In view of the low level of COVID-19 cases, the city of Boston lifted mask requirements in restaurants, bars, museums, gyms and entertainment venues on March 5.

But if you’re planning on going to Villa Mexico soon, it’s a good idea to bring a mask.

“I’ll give it until May to see if [cases are] down, down, down,” King said.

King is sticking to her pandemic routine, including requiring her workers to wear masks. And if customers come without a mask, she plans to offer them one. King, 67, said she didn’t want to take any chances of getting sick. Plus, she said, a mask highlights one of her best qualities.

“I’m very happy with the mask,” King said. “Because that’s the only thing they can do [see are] my pretty eyes That’s it.”

Some restaurant workers are relieved the mask requirement is over.

Jason Gentles, chef at Jamaica Mi Hungry, said sometimes staff have to remind unruly customers to wear a mask. He’s glad it’s over.

“[It’s] a big, big relief,” Gentles said.

Jamaica Mi Hungry Chef Jason Gentles slices plantains at the restaurant’s Allston location. (Darryl C Murphy/WBUR)

While many local eateries are still struggling to regain a foothold, Darryl’s Corner Bar and Kitchen in the South End appears to be on the rise.

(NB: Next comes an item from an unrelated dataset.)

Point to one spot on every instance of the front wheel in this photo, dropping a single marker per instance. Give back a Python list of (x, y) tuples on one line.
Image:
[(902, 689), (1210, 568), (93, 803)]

Owner Nia Grace said business is trending towards pre-pandemic levels, with enough staff to bring her Sunday evening hours back.

She said staff and guests are welcome with or without a mask. But, she said, just because the mandate ended doesn’t mean the other security protocols went with it.

“This does not mean that we are discontinuing all other precautionary measures that we have taken to protect our customers over the past two years and even before that,” Grace said. “Proper food handling and disinfection – all those service steps that we’ve mastered are still there, with or without this mask.”

Masks are still required in Boston on public transportation, as well as in nursing facilities, healthcare facilities and public schools. It has not yet been announced when this will change.